Internet Shakespeare Editions


John Lyly and the euphuistic style

Lyly's popular prose romance, Euphues, or The Anatomy of Wit, set the fashion for the decade before Shakespeare started writing. Euphues is a rather moral romance distinguished by its elaborate style.

Lyly was one of those who wanted to raise English prose to the height of sophistication of the great Latin stylists. The result is at times almost comic to us now--and soon became the subject of parody* in his own time--but it was an important development in the awareness of English writers of the power of the language they spoke.

A sample* of Lyly's elegant and elaborate style in Endymion.

Best friends

Both Lyly's prose works and his plays give many examples of the Renaissance creed that male friendship is to be considered superior to the love of a man for a woman (the woman's point of view is not considered). Euphues and Philautus vie for the love of Lucilla, realising finally that their friendship is more important; in the play Endymion Eumenides puts his love for his friend Endymion above his love for Semele (with the happy result that Endymion is restored to youth and he is given Semele as a reward).

Selected works of Lyly are on line.


  1. A subject for parody

    Lyly parodied himself in one of his Court plays, Endimion, in the character of a comical soldier in love, Sir Tophas. Sir Tophas, in turn, is a model for Shakespeare's Falstaff, who also parodies euphuism.

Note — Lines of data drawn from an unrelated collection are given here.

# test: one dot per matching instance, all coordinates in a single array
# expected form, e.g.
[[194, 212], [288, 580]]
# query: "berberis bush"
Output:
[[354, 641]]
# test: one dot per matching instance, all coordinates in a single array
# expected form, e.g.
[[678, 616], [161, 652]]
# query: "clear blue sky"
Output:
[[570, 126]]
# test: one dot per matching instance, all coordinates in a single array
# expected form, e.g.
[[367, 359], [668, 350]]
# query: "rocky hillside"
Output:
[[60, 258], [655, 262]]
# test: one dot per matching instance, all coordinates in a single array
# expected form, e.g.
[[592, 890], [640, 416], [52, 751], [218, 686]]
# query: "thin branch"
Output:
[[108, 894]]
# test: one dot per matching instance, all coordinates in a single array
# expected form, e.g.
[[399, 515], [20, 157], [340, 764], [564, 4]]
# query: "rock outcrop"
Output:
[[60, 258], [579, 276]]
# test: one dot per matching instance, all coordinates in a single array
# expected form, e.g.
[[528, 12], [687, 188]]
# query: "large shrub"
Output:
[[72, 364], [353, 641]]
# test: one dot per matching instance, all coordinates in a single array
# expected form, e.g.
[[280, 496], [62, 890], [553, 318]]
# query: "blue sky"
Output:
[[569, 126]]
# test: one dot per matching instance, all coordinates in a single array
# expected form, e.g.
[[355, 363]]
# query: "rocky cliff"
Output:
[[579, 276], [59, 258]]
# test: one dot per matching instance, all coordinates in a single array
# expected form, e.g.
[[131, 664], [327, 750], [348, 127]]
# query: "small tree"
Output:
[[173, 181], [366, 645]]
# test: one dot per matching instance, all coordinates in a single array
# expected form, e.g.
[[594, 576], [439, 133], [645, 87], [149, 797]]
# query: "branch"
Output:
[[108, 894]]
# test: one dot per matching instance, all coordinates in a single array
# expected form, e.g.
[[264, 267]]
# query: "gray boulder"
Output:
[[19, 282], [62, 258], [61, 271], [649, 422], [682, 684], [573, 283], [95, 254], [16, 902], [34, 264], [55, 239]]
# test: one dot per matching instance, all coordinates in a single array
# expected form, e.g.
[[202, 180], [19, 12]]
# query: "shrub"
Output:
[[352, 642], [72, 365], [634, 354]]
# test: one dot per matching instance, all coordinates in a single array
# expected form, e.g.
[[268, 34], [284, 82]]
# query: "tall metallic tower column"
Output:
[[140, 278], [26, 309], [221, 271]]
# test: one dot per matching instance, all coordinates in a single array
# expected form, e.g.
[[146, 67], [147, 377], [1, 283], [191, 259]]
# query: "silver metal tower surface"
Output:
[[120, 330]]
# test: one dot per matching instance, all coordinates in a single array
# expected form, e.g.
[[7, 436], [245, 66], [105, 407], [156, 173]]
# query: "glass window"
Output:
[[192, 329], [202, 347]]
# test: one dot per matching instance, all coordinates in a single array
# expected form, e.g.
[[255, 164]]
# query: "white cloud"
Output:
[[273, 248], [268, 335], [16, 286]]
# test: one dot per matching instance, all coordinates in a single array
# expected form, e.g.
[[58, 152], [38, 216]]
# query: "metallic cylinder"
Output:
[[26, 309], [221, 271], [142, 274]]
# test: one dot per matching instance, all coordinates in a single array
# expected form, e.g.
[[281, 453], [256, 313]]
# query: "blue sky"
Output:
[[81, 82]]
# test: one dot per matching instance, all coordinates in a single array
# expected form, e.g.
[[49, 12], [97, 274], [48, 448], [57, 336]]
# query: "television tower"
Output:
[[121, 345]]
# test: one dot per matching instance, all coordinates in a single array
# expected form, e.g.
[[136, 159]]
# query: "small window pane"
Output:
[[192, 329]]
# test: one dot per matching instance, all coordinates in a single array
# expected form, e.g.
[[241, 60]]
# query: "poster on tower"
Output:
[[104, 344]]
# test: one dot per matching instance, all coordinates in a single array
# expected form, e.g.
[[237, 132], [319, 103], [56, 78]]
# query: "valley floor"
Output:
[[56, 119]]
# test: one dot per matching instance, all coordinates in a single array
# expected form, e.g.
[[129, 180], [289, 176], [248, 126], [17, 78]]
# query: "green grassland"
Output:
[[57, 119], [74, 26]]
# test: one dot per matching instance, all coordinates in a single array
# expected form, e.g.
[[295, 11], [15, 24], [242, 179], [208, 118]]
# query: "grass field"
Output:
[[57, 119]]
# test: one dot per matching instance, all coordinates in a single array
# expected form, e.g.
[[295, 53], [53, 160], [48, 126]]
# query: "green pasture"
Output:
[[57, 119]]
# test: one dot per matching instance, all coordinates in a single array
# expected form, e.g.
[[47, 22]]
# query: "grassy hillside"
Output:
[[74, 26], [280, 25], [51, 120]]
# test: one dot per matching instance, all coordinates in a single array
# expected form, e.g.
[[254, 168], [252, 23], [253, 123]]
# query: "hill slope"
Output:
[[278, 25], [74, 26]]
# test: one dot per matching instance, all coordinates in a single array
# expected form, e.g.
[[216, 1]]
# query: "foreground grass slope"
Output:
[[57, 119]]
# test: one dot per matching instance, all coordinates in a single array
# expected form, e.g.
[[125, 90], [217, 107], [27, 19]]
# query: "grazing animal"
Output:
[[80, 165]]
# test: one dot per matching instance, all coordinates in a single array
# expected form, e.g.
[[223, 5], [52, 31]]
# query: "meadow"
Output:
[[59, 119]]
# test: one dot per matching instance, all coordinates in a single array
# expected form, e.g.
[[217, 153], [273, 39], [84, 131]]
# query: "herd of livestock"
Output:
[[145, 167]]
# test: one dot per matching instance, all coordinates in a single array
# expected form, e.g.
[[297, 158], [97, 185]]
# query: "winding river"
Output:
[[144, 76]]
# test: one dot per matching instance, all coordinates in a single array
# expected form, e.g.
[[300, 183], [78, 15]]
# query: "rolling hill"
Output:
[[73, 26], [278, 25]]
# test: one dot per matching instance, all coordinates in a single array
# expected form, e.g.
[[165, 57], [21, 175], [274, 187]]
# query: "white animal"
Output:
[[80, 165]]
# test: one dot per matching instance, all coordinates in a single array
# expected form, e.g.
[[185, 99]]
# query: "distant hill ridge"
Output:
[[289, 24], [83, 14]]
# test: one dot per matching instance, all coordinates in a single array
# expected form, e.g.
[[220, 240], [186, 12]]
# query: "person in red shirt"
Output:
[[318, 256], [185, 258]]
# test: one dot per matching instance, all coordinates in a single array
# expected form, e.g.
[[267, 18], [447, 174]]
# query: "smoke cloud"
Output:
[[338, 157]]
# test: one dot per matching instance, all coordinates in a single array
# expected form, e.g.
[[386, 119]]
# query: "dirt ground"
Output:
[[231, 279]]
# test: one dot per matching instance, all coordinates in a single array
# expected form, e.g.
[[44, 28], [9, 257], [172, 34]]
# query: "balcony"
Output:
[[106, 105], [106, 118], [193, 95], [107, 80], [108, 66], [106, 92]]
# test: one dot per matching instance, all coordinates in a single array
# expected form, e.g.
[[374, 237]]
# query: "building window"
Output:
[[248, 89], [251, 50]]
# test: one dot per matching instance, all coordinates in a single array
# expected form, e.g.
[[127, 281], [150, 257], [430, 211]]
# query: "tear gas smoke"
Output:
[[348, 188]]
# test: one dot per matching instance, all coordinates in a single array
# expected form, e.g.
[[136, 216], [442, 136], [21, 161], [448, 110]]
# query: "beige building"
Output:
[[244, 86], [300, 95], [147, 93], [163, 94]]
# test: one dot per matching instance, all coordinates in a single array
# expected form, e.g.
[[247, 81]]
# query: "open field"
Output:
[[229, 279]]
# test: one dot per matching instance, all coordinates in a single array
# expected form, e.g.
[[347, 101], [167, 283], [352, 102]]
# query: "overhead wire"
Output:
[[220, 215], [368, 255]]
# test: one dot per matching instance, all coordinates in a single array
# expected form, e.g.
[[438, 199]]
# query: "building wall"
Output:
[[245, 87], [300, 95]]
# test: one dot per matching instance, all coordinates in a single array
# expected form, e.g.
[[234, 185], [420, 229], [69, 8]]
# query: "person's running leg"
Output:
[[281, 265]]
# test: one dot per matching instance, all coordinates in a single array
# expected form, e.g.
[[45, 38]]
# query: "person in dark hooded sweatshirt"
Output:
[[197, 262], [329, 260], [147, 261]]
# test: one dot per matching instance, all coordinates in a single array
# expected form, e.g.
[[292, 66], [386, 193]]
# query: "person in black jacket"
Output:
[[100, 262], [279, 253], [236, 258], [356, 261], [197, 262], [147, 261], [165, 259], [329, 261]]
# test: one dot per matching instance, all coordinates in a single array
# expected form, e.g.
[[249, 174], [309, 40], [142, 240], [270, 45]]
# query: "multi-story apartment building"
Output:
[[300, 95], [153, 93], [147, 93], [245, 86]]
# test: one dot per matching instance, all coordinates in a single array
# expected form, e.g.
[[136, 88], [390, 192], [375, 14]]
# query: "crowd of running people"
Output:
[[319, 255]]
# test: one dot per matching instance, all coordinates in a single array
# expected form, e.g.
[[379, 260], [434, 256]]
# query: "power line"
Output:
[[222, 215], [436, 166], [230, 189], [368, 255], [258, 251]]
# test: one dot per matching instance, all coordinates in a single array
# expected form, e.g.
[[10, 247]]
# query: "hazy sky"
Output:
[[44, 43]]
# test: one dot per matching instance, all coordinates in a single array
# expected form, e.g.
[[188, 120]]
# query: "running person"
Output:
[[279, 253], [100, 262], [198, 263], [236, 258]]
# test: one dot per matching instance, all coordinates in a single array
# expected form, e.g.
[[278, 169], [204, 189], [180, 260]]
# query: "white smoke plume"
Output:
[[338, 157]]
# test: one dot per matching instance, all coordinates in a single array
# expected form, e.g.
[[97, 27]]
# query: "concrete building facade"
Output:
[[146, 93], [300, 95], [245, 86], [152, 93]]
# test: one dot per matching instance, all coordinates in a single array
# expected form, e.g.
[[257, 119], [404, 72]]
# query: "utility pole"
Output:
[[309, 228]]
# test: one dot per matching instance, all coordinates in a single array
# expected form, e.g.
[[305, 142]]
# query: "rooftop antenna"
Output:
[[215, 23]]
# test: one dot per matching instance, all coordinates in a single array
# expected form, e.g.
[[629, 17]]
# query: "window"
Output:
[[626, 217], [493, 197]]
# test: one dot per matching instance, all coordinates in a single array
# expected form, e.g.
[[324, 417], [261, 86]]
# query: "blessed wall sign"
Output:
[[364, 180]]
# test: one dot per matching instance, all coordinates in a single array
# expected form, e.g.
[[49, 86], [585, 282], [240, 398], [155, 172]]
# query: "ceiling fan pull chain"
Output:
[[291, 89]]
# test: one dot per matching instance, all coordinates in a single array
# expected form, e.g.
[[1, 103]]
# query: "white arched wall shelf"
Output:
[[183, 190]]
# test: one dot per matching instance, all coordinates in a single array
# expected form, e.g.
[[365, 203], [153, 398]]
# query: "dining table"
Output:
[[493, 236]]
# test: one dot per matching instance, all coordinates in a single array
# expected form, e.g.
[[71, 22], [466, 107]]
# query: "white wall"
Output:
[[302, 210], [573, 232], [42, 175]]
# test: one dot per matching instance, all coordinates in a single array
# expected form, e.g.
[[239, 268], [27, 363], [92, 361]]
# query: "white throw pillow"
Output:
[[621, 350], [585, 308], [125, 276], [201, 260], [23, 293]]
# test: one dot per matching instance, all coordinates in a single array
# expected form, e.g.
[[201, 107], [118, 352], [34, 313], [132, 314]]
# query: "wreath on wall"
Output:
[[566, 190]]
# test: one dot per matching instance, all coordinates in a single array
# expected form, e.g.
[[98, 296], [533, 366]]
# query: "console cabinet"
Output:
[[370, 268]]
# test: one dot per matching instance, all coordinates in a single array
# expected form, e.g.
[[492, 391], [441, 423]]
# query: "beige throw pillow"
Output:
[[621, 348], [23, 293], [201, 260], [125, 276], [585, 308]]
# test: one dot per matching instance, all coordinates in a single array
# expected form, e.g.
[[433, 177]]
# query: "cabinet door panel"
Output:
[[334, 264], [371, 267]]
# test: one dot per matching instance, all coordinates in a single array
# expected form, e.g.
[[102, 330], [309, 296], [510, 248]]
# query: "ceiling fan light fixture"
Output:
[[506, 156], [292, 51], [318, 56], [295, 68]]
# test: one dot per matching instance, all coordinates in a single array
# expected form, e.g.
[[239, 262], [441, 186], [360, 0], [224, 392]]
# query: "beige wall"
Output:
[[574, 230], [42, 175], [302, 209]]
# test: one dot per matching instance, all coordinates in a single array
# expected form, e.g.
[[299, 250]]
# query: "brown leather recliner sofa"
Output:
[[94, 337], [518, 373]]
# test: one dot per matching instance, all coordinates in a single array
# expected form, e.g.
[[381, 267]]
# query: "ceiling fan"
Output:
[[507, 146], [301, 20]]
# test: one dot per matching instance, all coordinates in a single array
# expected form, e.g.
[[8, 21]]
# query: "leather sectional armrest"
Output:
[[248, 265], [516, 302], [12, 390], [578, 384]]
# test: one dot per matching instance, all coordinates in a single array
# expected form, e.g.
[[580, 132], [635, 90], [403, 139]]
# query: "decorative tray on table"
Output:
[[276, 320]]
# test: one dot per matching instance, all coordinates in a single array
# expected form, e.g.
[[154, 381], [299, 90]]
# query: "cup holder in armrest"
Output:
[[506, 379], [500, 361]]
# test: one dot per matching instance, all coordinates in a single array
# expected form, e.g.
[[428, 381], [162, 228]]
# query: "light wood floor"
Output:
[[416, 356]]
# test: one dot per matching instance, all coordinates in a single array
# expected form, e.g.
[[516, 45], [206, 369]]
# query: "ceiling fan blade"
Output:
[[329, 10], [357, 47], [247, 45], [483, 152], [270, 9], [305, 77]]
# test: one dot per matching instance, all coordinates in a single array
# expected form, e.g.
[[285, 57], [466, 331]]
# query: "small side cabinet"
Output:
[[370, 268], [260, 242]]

    Much of Love's Labour's Lost is influenced by the Court comedies of Lyly; again the elevated style is parodied, especially in the character of Don Adriano de Armado, who is another lovesick soldier.

  2. A stylish sample

    Lyly's style depends for its effect on alliteration, balanced sentences, antithesis, and exotic imagery:

    Love is a chameleon, which draweth nothing into the mouth but air, and nourisheth nothing in the body but lungs. Believe me, Eumenides, desire dies in the same moment that beauty sickens, and beauty fadeth in the same instant that it flourisheth. When adversities flow, then love ebbs; but friendship standeth stiffly in storms. Time draweth wrinkles in a fair face, but addeth fresh colors to a fast friend, which neither heat, nor cold, nor misery, nor place, nor destiny can alter or diminish. O friendship, of all things the most rare, and therefore most rare because most excellent, whose comfort in misery is always sweet, and whose counsels in prosperity are ever fortunate! Vain love, that, only coming near to friendship in name, would seem to be the same or better in nature!

    It was a common belief that the chameleon fed on air.